Market Spotlight: Orlando

With a particular skew toward food service and hospitality jobs as well as tourism attractions and a reliance on visitors for economic activity, the Orlando market was one with some additional hurdles throughout the pandemic last year. As the calendar turned to 2021, at the national level multifamily demand continued to post impressive numbers and rent growth resurfaced. Happily, the Greater Orlando market has not been left out of this recovery.

As always, only conventional properties of at least 50 units will be included in the numbers referenced below.

New Supply and Net Absorption

Orland has continued to be a very active market for new supply. Around 4,700 new units were delivered through the first five months of the year, outpacing both the unusually low number from a COVID-affected 2020 as well as the volume of new units from the same portion of 2019. The uptick in new supply was met by very robust apartment demand. Net absorption through May of this year was double that of the same portion of 2019 after barely being in positive territory at the same time last year. All told, around 6,000 net units were absorbed from January through May of 2021. The combined impact of the new units and the net absorption was a 1.1% increase in overall average occupancy to just above 91%.

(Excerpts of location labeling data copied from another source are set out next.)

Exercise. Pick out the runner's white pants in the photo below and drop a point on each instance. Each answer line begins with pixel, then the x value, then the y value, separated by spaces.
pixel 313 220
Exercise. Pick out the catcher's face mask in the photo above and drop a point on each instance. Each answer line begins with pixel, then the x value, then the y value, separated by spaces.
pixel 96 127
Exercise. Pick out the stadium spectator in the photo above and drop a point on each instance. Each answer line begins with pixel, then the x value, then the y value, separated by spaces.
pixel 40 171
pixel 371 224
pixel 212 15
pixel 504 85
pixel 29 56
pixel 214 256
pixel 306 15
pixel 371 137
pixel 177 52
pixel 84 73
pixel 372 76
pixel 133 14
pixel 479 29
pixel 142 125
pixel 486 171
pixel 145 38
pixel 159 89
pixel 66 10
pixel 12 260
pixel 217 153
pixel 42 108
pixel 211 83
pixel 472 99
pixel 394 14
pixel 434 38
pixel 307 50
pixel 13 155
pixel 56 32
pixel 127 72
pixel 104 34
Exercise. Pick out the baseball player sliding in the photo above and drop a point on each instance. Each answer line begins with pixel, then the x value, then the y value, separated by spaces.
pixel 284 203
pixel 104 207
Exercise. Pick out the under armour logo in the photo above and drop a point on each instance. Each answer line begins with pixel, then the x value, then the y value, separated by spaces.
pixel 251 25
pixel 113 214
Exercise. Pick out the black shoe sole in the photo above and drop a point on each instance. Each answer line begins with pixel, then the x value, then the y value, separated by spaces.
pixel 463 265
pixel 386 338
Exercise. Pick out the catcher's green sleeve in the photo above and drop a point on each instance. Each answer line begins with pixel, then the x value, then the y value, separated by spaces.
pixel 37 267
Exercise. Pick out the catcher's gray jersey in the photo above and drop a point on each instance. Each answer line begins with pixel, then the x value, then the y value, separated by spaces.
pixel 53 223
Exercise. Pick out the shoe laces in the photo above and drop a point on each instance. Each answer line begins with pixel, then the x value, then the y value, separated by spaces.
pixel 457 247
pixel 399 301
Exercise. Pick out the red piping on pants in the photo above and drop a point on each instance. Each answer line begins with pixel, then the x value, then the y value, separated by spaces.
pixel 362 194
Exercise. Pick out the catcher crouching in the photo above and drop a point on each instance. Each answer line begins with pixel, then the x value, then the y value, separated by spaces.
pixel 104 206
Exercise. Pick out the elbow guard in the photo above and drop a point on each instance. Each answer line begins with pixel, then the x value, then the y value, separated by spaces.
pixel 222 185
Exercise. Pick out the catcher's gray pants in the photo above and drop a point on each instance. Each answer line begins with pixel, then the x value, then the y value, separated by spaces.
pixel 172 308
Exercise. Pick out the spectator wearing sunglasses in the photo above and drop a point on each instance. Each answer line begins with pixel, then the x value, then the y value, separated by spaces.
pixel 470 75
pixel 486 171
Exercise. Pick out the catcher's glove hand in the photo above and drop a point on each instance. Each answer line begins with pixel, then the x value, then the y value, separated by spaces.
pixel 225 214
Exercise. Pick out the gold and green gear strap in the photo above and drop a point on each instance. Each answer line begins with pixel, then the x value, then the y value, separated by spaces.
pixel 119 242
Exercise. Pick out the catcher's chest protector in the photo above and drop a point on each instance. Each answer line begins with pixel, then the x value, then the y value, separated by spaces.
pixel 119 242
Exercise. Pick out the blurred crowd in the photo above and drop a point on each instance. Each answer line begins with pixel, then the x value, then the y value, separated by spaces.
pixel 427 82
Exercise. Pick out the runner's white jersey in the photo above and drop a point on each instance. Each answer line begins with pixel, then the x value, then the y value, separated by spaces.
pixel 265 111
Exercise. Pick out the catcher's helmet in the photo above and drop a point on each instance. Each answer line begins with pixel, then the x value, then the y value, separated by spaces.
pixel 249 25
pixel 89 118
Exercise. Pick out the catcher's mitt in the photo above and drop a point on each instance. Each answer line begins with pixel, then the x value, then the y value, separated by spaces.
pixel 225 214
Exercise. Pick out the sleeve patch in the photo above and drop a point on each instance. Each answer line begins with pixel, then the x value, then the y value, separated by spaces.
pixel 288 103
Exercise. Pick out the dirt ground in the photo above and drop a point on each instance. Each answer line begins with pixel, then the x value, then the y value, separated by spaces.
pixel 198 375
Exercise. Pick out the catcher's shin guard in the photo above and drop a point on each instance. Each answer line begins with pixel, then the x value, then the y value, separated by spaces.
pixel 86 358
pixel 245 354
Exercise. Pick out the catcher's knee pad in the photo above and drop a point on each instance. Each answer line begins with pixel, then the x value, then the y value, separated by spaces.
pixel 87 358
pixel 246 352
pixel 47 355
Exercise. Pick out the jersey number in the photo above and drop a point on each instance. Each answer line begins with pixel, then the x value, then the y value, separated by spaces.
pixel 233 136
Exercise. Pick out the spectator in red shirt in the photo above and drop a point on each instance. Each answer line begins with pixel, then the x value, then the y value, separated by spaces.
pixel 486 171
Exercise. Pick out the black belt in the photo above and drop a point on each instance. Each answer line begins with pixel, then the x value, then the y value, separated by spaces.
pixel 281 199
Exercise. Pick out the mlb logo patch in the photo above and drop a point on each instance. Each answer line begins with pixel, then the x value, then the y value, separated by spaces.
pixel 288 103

Even with large increases in demand in the top two price classes compared to 2019, Class C properties especially stood out. After net absorption of just more than 600 units through May of 2019, and barely more than 200 units last year, Class C properties absorbed almost 2,200 net units through May of this year. This resulted in an average occupancy gain of 1.7% to 93% for these properties.  The only submarket with a notable loss in rented units was the Eustis – Leesburg area, which lost just over 100 net rented units. This loss, combined with the introduction of a new property and within the context of a relatively small submarket by unit count, brought average occupancy down 11% to 88% overall.

Average Effective Rent and Concessions

Rent growth was equally as encouraging as the demand picture for Greater Orlando. Average effective rent rose by an eye-popping 6.4% through May of this year. This increase brought the average unit to $1,373 per month. By May of last year rent growth was already in negative territory for Orlando, and this year’s gain through May was more than double that of 2019. Average market rent, also referred to as asking rent, rose by 5.6%. Not only was this far better than the 1.3% retraction at the same point last year but compared very favorably to the 2.5% gain from 2019. The strong resurgence in market rent is a good sign for the area because it reflects that rent growth is not being driven only by receding concessions.

Speaking of lease concessions, the news has been positive there as well. While not the only reason for stout rent growth, a draw down both in availability and average value has undoubtedly been a major factor. The availability of discounts remained quite high compared to pre-COVID levels, but even so, the 29% decrease this year through May is nothing to sneeze at. At the close of the month, about 20% of conventional properties were offering a discount. There has also been a decrease in the average discount value, though not to the same extent. A 10% decrease brought the average concession package value to about 3 weeks off an annual lease after starting the year at 3.5 weeks off a 12-month lease.

Below these average numbers, some real differences exist. For example, although lease concession availability has declined across all four price classes so far this year, the Class D subset saw the average discount value increase by 36% to 3.25 weeks off an annual lease. On the rent front, average effective rent growth was progressively lower moving from Class A through Class D – with Class A rent growth topping 13% and Class D managing less than 2%.


2021 is off to a strong start for multifamily, and the Greater Orlando market has not been an exception. New supply is up slightly from recent years, but apartment demand doubled the pre-COVID mark from 2019. The impact on rent growth was profound as subsiding concessions and operators adjusting to new market conditions drove average effective rent up by more than 6% in the period.

Not all is rosy though. Some uncertainty remains around the expiration of the federal eviction moratorium and signs of continued struggles in the Class D segment have been apparent. Even so, with the traditional stronger summer months ahead and more typical economic activity resuming around the country, the Greater Orlando market appears poised to enjoy a healthy rebound in 2021.